Book Review

Book Review: Armstrong & Charlie

pic from netgalley

Armstrong & Charlie
By Steven B. Frank

My Edition,
ARC e-book, 304 pages
2017, HMH Books
ISBN: 9780544826083 (Hardcover)

Charlie is dreading sixth grade because when he completes it, he’ll be older than his brother Andy who passed away recently. To make matters worse, right before school starts, Charlie finds that most of his friends have switched to different schools. Armstrong has found out he’ll be attending a new school as well, courtesy of the new Opportunity Busing Program – he’ll be joining Charlie’s formerly all-white school and both boys will have a tough time adjusting.

Armstrong & Charlie is one of those books that I greatly enjoyed and just can’t find the words in me for a good review. I hate when this happens because we all know I can rant for days about terrible books, yet there are times when I read something I would gladly recommend and I choke up! Ugh! -_-

This book is set in the 1970s in California, which is a big change of scenery for me, especially for middle-grade. Armstrong and a handful of other students were selected to be bussed to Charlie’s school, Wonderland. This is a new experience for both boys and on the first day of school, perhaps because tensions are high and perhaps because the students are afraid of being misunderstood, Charlie and Armstrong get off on the wrong foot. This starts a feud between the two of them that carries itself throughout the school year, slowly morphing into a solid friendship.

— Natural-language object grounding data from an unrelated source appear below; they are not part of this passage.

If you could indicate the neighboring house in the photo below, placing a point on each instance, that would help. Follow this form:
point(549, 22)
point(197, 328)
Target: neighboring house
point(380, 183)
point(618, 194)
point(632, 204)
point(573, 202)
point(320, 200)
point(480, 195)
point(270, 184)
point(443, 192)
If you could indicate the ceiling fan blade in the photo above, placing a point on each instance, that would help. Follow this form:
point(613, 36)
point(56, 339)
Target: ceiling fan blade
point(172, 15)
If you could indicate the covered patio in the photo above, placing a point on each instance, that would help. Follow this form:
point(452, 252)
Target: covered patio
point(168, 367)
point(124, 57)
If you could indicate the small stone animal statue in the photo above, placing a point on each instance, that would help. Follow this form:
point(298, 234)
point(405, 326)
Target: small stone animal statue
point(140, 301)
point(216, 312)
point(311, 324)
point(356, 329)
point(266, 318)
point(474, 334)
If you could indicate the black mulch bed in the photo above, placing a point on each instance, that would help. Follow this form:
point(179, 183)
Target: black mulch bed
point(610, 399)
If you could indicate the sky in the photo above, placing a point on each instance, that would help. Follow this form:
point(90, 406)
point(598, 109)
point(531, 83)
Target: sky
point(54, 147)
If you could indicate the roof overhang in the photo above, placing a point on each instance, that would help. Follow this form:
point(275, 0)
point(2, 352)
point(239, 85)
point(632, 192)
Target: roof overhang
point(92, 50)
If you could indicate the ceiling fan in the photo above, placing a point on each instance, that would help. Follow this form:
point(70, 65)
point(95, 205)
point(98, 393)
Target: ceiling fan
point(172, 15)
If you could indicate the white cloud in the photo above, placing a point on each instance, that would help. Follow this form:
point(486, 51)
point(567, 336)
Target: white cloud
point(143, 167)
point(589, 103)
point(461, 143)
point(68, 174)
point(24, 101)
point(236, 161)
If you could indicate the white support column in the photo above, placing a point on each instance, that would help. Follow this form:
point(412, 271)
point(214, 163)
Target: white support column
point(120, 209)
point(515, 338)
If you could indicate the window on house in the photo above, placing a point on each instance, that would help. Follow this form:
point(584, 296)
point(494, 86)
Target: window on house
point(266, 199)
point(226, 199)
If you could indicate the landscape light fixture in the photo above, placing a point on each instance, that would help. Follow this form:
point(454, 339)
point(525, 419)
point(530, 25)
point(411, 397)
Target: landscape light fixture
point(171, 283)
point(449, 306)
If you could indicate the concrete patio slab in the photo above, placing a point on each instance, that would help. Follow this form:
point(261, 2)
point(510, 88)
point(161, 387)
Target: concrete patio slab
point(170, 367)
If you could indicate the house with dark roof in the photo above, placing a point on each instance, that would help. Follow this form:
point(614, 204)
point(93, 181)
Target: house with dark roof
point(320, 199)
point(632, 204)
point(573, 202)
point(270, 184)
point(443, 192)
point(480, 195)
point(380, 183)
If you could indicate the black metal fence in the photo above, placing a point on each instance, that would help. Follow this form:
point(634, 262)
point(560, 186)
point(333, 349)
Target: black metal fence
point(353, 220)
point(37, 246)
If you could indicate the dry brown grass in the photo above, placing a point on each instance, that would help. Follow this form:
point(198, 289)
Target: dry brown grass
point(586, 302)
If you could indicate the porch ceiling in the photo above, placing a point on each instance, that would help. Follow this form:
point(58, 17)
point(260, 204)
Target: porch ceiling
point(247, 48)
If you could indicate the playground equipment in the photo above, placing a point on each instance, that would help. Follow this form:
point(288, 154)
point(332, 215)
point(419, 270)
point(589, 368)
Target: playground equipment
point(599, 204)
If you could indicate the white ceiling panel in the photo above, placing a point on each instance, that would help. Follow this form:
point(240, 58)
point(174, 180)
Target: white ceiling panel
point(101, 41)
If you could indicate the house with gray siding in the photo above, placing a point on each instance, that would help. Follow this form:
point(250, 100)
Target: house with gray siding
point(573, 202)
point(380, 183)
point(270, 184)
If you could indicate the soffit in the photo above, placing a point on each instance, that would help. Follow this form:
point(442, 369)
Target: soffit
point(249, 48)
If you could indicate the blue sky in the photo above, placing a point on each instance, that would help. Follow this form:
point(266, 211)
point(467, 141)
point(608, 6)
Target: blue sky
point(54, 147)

I wanted to slap both boys just as much as I wanted to see them get the upper hand over the other. Charlie and Armstrong are both clever and stubborn and Armstrong’s wit had me laughing several times.

Towards the end I wanted to cry, but Sweetbeeps was in the room and while he wouldn’t have minded my waterworks, he would have been confused as to why I was sitting in front of my laptop sniveling and then I would have had to explain like, the whole book, and he wouldn’t have had time for that, so I just bottled it up.

I know this review is basically rubbish very vague as far as giving you any information on what I liked, but I warned you! I just want to shout in your face that I love this book. I found it poignant and funny and I think that this is a book that perfectly captures that awkward time in sixth grade where you’re not quite a little kid anymore, but also not a teenager yet. The running theme throughout the book is “different, yet the same” which is something we all could think about more often when it comes to our social interactions with others. This is an excellent contemporary (wait, is it still contemporary if it’s set over 40 years ago?!) read if you’re looking for strong social themes in your middle-grade or a story line that is a little deeper and more meaningful. Again, sorry this review is so awkward! But I really enjoyed the hell outta this book!

I received this book for free from NetGalley in exchange for an honest review. This does not affect my opinion of the book or the content of my review. All opinions in this post are my own.
Steven has a great looking website and he talks a little there (and in the note in the back of his book) about how he experienced the start of the Opportunity Busing program at his middle school and the friends he made because of that change.